I have this fear though, which is unknowable and probably irrational. I feel like that side of me is being seen and recognized and is living in a way I've never really lived. What if that side of me starts to grow up? If my young girl went from 12 to 13, Maxearnest and I would probably fall apart. I'm not at all rebellious. I'm trusting and delight in having someone to care for me. I have little lapses of discipline, like where I let go of a wrist when I'm scared and I don't maintain control, but I want to please Maxearnest and they are things I'm learning to be better on. I also have moments where I don't necessarily want to obey because something hurts, it's hard and I'll think "why do I have to do that; I wish I didn't have to." But I do obey.
But what if in nurturing that side of me, that side starts to grow up and become more like a teenager? Maxearnest told me that he wants my erotic life to be focused around him, so I haven't opened a naughty novella since we were together in Iceland, and I am fine with that. But then I read a review of a new naughty novel and part of me wanted to read it. And I can't. I'm not allowed to.
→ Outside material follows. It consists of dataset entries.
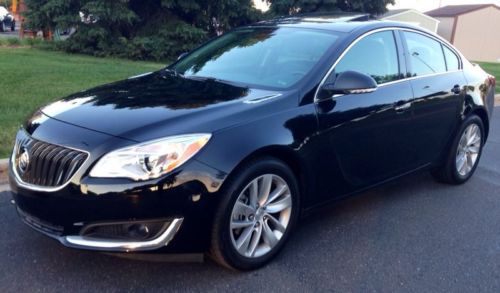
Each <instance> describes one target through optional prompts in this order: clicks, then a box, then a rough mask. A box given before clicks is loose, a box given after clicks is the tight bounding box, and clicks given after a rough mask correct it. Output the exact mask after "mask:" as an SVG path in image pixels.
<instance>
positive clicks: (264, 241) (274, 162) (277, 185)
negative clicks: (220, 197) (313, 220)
mask: <svg viewBox="0 0 500 293" xmlns="http://www.w3.org/2000/svg"><path fill="white" fill-rule="evenodd" d="M240 170H241V171H240V172H238V171H237V174H235V175H234V176H233V178H232V179H230V182H228V183H227V184H228V186H226V187H227V188H225V189H224V191H225V192H226V194H225V195H226V198H225V199H224V200H223V201H222V202H221V204H220V206H219V209H218V211H217V214H216V217H215V223H214V228H213V231H212V247H211V252H210V254H211V257H212V258H213V259H214V260H215V261H217V262H218V263H220V264H222V265H224V266H226V267H230V268H233V269H238V270H251V269H256V268H258V267H261V266H263V265H264V264H266V263H267V262H269V261H270V260H271V259H272V258H273V257H275V256H276V255H277V253H278V252H279V251H280V250H281V248H282V247H283V245H284V244H285V242H286V240H287V238H288V236H289V234H290V232H291V230H292V229H293V227H294V225H295V223H296V221H297V216H298V213H299V200H298V196H299V195H298V187H297V182H296V179H295V178H294V174H293V173H292V172H291V171H290V169H289V168H288V167H287V166H286V165H285V164H284V163H282V162H280V161H278V160H274V159H264V160H259V161H256V162H253V163H252V164H249V165H247V166H245V167H243V168H240Z"/></svg>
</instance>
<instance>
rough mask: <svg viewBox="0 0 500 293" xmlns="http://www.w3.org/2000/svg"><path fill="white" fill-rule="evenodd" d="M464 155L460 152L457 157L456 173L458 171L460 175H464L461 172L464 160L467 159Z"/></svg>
mask: <svg viewBox="0 0 500 293" xmlns="http://www.w3.org/2000/svg"><path fill="white" fill-rule="evenodd" d="M465 157H466V155H464V154H461V155H460V156H459V157H458V158H457V163H456V164H457V170H458V173H460V174H461V175H464V173H463V169H464V166H465V165H466V161H467V159H466V158H465Z"/></svg>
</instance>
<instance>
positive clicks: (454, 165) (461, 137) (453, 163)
mask: <svg viewBox="0 0 500 293" xmlns="http://www.w3.org/2000/svg"><path fill="white" fill-rule="evenodd" d="M472 124H476V125H477V126H478V127H479V130H480V132H481V147H480V148H479V153H478V156H477V159H476V162H475V163H474V166H473V167H472V169H471V170H470V172H469V173H468V174H466V175H465V176H463V175H460V174H459V173H458V170H457V167H456V162H455V161H456V157H457V151H458V146H459V144H460V139H461V138H462V135H463V133H464V131H465V129H467V127H469V126H470V125H472ZM484 142H485V134H484V125H483V121H482V120H481V118H479V117H478V116H477V115H471V116H469V117H467V119H465V121H464V122H463V123H462V126H461V127H460V130H459V131H458V134H457V135H456V137H455V140H454V142H453V148H452V150H451V151H452V152H451V154H450V158H449V162H448V164H449V165H448V167H449V168H450V169H451V170H450V171H451V175H452V177H453V180H454V181H456V182H457V183H464V182H465V181H467V180H469V178H470V177H471V176H472V175H473V174H474V172H475V171H476V168H477V166H478V165H479V160H480V159H481V155H482V153H483V146H484Z"/></svg>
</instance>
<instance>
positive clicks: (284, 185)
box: [266, 184, 288, 204]
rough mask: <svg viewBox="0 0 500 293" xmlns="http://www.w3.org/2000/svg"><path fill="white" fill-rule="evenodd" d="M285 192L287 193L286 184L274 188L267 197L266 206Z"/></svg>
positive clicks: (271, 202) (286, 186)
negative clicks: (286, 191) (270, 192)
mask: <svg viewBox="0 0 500 293" xmlns="http://www.w3.org/2000/svg"><path fill="white" fill-rule="evenodd" d="M285 191H288V186H287V185H286V184H281V185H279V186H278V187H276V188H275V189H274V190H273V192H272V193H271V194H270V195H269V198H268V199H267V202H266V204H270V203H272V202H273V201H274V200H275V199H277V198H278V197H279V196H281V195H282V194H283V193H285Z"/></svg>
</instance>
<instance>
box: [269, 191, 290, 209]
mask: <svg viewBox="0 0 500 293" xmlns="http://www.w3.org/2000/svg"><path fill="white" fill-rule="evenodd" d="M291 205H292V196H291V195H290V194H289V193H288V194H286V195H285V196H283V198H281V199H280V200H278V201H276V202H273V203H271V204H268V205H267V206H266V212H268V213H270V214H274V213H278V212H281V211H282V210H284V209H286V208H289V207H290V206H291Z"/></svg>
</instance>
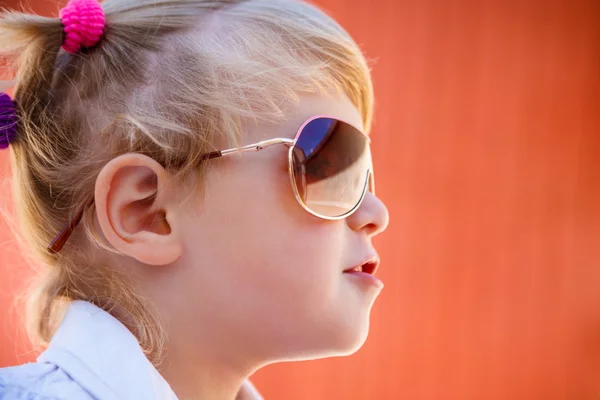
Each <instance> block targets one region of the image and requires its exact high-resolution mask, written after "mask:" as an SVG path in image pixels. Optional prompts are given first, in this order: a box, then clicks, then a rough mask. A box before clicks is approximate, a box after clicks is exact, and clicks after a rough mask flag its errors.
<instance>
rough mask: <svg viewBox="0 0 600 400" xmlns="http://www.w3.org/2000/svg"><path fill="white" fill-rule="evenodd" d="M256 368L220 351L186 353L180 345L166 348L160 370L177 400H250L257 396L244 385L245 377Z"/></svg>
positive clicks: (244, 381)
mask: <svg viewBox="0 0 600 400" xmlns="http://www.w3.org/2000/svg"><path fill="white" fill-rule="evenodd" d="M196 350H197V348H196ZM256 369H258V368H252V367H251V366H250V365H242V363H239V362H238V363H237V364H236V363H233V362H231V360H227V358H224V357H223V355H222V354H210V352H209V351H206V352H204V354H198V352H194V354H190V352H189V350H187V351H186V348H183V347H181V348H167V356H166V357H165V359H164V361H163V363H161V368H160V373H161V375H162V376H163V377H164V378H165V379H166V381H167V382H168V383H169V385H170V386H171V388H172V389H173V391H174V392H175V394H176V395H177V397H178V399H180V400H196V399H203V400H234V399H235V400H252V399H256V398H260V397H256V396H255V395H252V394H251V390H248V388H247V386H248V384H247V379H248V377H249V376H250V375H251V374H252V373H253V372H254V371H255V370H256Z"/></svg>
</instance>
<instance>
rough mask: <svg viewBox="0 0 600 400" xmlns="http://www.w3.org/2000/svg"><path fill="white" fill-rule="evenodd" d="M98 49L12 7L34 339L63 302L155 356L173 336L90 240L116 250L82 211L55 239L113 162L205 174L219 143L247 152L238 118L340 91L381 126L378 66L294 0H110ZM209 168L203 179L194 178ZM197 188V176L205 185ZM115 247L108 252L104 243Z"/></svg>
mask: <svg viewBox="0 0 600 400" xmlns="http://www.w3.org/2000/svg"><path fill="white" fill-rule="evenodd" d="M103 8H104V11H105V14H106V21H107V22H106V29H105V32H104V37H103V39H102V41H101V43H100V45H99V46H96V47H95V48H92V49H88V50H83V51H82V52H80V53H78V54H75V55H72V54H69V53H66V52H64V51H62V50H60V47H61V44H62V41H63V38H64V36H63V35H64V34H63V28H62V25H61V22H60V20H59V19H58V18H46V17H41V16H36V15H29V14H23V13H16V12H8V11H5V12H4V13H3V14H2V15H1V17H0V55H2V56H4V57H5V58H6V59H7V60H8V61H12V62H14V64H13V65H14V66H15V67H16V69H17V86H16V88H15V102H16V103H17V104H18V108H19V113H20V122H19V124H20V125H19V136H18V139H17V140H16V142H15V143H13V145H12V151H11V160H12V168H13V173H14V193H15V201H16V209H17V217H18V221H19V229H20V233H21V235H22V236H23V238H24V240H25V243H26V246H27V251H28V252H30V253H31V255H32V256H33V257H34V258H35V262H36V264H38V265H41V266H42V269H41V275H40V278H39V280H38V281H37V282H36V284H35V286H34V290H33V291H32V293H31V294H30V295H29V300H30V301H29V306H28V327H29V329H28V332H29V334H30V337H31V338H32V340H33V341H34V343H40V344H42V345H44V344H47V342H48V341H49V340H50V338H51V337H52V334H53V331H54V326H55V325H56V322H57V318H58V315H59V313H58V311H57V305H60V304H61V303H62V301H63V300H66V301H67V302H68V301H71V300H74V299H82V300H86V301H90V302H93V303H95V304H97V305H98V306H100V307H102V308H104V309H106V310H107V311H109V312H110V311H111V310H113V308H115V306H117V305H118V306H119V307H122V308H123V309H124V310H126V312H127V314H128V315H130V316H132V321H130V323H128V327H129V328H130V329H131V330H132V332H133V333H134V334H135V335H136V336H137V338H138V340H139V341H140V344H141V345H142V348H143V349H144V350H145V351H146V353H147V355H148V357H149V358H150V360H151V361H153V362H155V363H157V362H158V361H159V359H160V353H161V350H162V347H161V346H162V342H163V340H164V334H163V332H162V330H161V327H160V324H159V323H158V321H157V318H156V317H155V316H154V313H152V312H151V311H150V307H149V305H148V304H144V303H143V302H142V300H141V299H140V297H139V296H138V295H136V293H135V292H134V290H133V289H132V285H130V284H129V283H128V282H127V279H126V277H125V276H123V275H122V274H120V273H119V272H118V269H117V268H114V267H111V266H110V265H98V262H97V261H95V260H93V259H89V258H90V257H89V255H88V254H89V252H86V251H84V246H80V245H79V244H81V242H82V241H83V240H87V241H88V243H91V244H92V245H95V246H99V247H104V248H107V246H106V245H104V244H103V243H102V242H101V241H100V240H99V239H98V238H97V236H96V235H95V234H94V232H95V230H94V229H93V226H92V218H89V215H88V216H87V217H84V219H83V221H82V225H80V228H78V231H79V232H78V233H77V235H76V238H75V239H76V240H73V239H72V240H71V241H70V242H69V243H67V245H66V246H65V248H64V249H63V250H62V251H61V253H59V254H58V255H51V254H49V253H48V252H47V250H46V247H47V245H48V243H49V242H50V241H51V240H52V239H53V237H55V236H56V234H57V233H58V232H59V231H60V230H61V229H62V227H63V226H64V224H65V222H66V221H68V220H70V219H71V218H72V216H73V215H74V213H75V212H76V211H77V210H79V209H80V208H81V207H82V206H83V204H84V203H85V202H86V201H87V200H88V199H89V198H90V197H91V196H92V195H93V191H94V184H95V179H96V176H97V175H98V173H99V171H100V170H101V168H102V166H103V165H104V164H105V163H106V162H107V161H108V160H110V159H111V158H113V157H115V156H118V155H120V154H124V153H127V152H138V153H142V154H146V155H148V156H150V157H152V158H153V159H155V160H157V161H158V162H159V163H161V164H162V165H163V166H165V168H167V169H169V170H171V171H173V172H174V173H176V174H178V175H179V176H181V177H184V176H186V175H189V173H190V172H191V171H195V173H198V174H199V176H200V178H201V176H202V171H203V169H202V163H198V160H199V158H200V156H201V155H202V154H204V153H206V152H208V151H211V150H214V149H215V146H216V143H217V141H222V140H225V141H226V142H227V143H230V144H235V145H239V144H240V143H241V140H242V137H241V128H240V120H242V119H244V118H249V119H252V120H254V121H257V122H260V121H278V120H281V119H283V118H284V116H285V114H284V112H285V106H286V105H287V104H290V102H293V101H295V100H296V99H297V98H298V95H299V94H301V93H303V92H312V93H315V92H317V91H320V90H325V89H336V90H339V91H341V92H343V93H345V94H347V95H348V96H349V98H350V99H351V101H352V102H353V103H354V105H355V106H356V107H357V108H358V109H359V111H360V112H361V113H362V117H363V121H364V124H365V130H368V129H369V127H370V124H371V115H372V108H373V94H372V84H371V78H370V72H369V68H368V64H367V62H366V60H365V58H364V56H363V54H362V52H361V50H360V49H359V47H358V46H357V44H356V43H355V42H354V41H353V40H352V39H351V37H350V36H349V35H348V33H347V32H346V31H345V30H344V29H343V28H341V27H340V26H339V25H338V24H337V23H336V22H335V21H334V20H333V19H331V18H330V17H328V16H327V15H326V14H325V13H323V12H322V11H320V10H319V9H317V8H316V7H314V6H312V5H310V4H307V3H304V2H300V1H293V0H246V1H243V0H240V1H236V0H220V1H218V0H217V1H215V0H108V1H106V2H104V3H103ZM198 171H199V172H198ZM200 181H201V179H200ZM107 249H108V250H110V249H109V248H107Z"/></svg>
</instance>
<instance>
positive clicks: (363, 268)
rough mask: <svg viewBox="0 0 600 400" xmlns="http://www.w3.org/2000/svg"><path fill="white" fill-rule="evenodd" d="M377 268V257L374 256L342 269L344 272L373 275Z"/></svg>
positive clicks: (377, 265)
mask: <svg viewBox="0 0 600 400" xmlns="http://www.w3.org/2000/svg"><path fill="white" fill-rule="evenodd" d="M378 269H379V257H374V258H372V259H370V260H368V261H365V262H363V263H362V264H360V265H357V266H355V267H352V268H348V269H346V270H344V273H353V272H363V273H367V274H369V275H375V272H377V270H378Z"/></svg>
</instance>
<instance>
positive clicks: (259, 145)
mask: <svg viewBox="0 0 600 400" xmlns="http://www.w3.org/2000/svg"><path fill="white" fill-rule="evenodd" d="M295 142H296V141H295V140H293V139H286V138H276V139H269V140H263V141H262V142H256V143H253V144H249V145H246V146H243V147H239V148H231V149H226V150H221V151H219V152H215V153H220V154H219V155H217V156H214V157H210V158H216V157H219V156H221V157H223V156H227V155H230V154H235V153H241V152H248V151H261V150H262V149H264V148H265V147H269V146H274V145H276V144H285V145H286V146H287V147H292V146H293V145H294V143H295Z"/></svg>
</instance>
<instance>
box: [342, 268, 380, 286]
mask: <svg viewBox="0 0 600 400" xmlns="http://www.w3.org/2000/svg"><path fill="white" fill-rule="evenodd" d="M344 274H345V275H348V276H350V277H352V278H354V279H356V280H357V281H359V282H361V283H363V284H367V285H370V286H375V287H378V288H379V289H383V282H382V281H381V279H379V278H377V277H376V276H375V275H371V274H368V273H366V272H359V271H353V272H344Z"/></svg>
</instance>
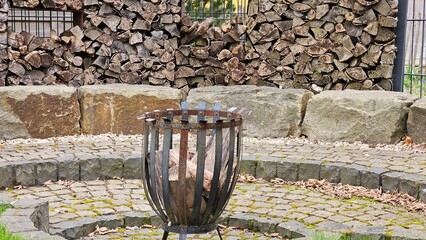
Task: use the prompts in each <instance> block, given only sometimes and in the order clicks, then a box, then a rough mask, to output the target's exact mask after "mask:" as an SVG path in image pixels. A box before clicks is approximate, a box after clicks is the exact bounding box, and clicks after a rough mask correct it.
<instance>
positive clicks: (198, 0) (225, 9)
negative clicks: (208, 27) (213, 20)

I'm actually fine with that. I would so much rather live the life I'm living, worthy of being turned into its own naughty novel, than read about someone else's fantasies, but what if I read about another book in a few years and really want to read it? I'm sure if it were really important to me, I mean really, Maxearnest would find a way to make it work. But what if I become rebellious? What if something hurts, really hurts, and I think "I wish I didn't have to do that" and then part of me says "you don't have to."
I have this deep feeling that if I ever lied to Maxearnest about anything important (I could dissemble about a present for him, or something like that), it would really hurt our relationship. Even if he never found out, it would really hurt us. One of the things that is so magical between us is how well he can read my emotions, and how he uses that to make me happier than I'd ever imagined I could be. Why can I even fear that someday I'd risk that for a little rebellious independence? But I've read so much about so many women being unhappy in relationships in the 50s and 60s and earlier, and even now. I don't understand how if they were being loved and cherished, they wouldn't obey. But an awful lot of women found that to be an untenable situation. I know is some ways this is different, but in some ways it isn't. I guess I just want this moment to never end and I'm scared it could.
There's no way of stopping time. There's no use borrowing trouble and worrying about the future. But it is sad to think that I might grow in a way that would wreck the best thing that has happened to me.